The rule of the road contained in G.S. § 20-149 does not apply where there are three lanes available to the motorist, as here, and the forward vehicle is in the left-turn lane and the overtaking vehicle is in the through-traffic lane. Maddox v. Brown, 232 N.C. 542, 61 S.E.2d 613. As the plaintiff intended to proceed easterly in the center lane across Valley Street, and had the right to assume that defendant's truck, standing in the left-turn lane, would turn to the left upon the change of the traffic signal, he had the right and it was his duty to pass the truck on its right. This was the plain significance of the traffic-directing markings on the street.

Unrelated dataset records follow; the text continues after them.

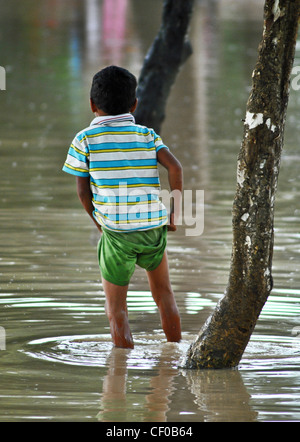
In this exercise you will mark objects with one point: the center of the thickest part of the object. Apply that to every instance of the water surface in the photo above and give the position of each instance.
(58, 363)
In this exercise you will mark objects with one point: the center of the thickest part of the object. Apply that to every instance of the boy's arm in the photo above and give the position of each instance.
(85, 196)
(175, 175)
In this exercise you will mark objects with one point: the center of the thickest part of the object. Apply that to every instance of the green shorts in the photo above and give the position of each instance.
(119, 252)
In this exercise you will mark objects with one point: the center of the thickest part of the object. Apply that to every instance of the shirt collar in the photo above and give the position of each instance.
(107, 119)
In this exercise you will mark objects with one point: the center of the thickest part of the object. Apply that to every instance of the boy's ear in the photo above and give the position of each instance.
(93, 106)
(134, 106)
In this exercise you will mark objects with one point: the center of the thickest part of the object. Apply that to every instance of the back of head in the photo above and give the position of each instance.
(114, 90)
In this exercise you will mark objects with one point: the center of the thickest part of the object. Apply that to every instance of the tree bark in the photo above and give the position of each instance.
(168, 52)
(225, 335)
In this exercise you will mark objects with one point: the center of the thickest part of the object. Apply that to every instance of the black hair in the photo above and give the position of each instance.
(114, 90)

G.S. § 20-153.

Defendants seek, however, to justify the conduct of the individual defendant by asserting that he heard the siren and turned to the right as required by G.S. § 20-157 which provides that: "(a) Upon the approach of any police or fire department vehicle giving audible signal by bell, siren or exhaust whistle, the driver of every other vehicle shall immediately drive the same to a position as near as possible *680 and parallel to the right-hand edge or curb, clear of any intersection of highways, and shall stop and remain in such position unless otherwise directed by a police or traffic officer until the police or fire department vehicle shall have passed."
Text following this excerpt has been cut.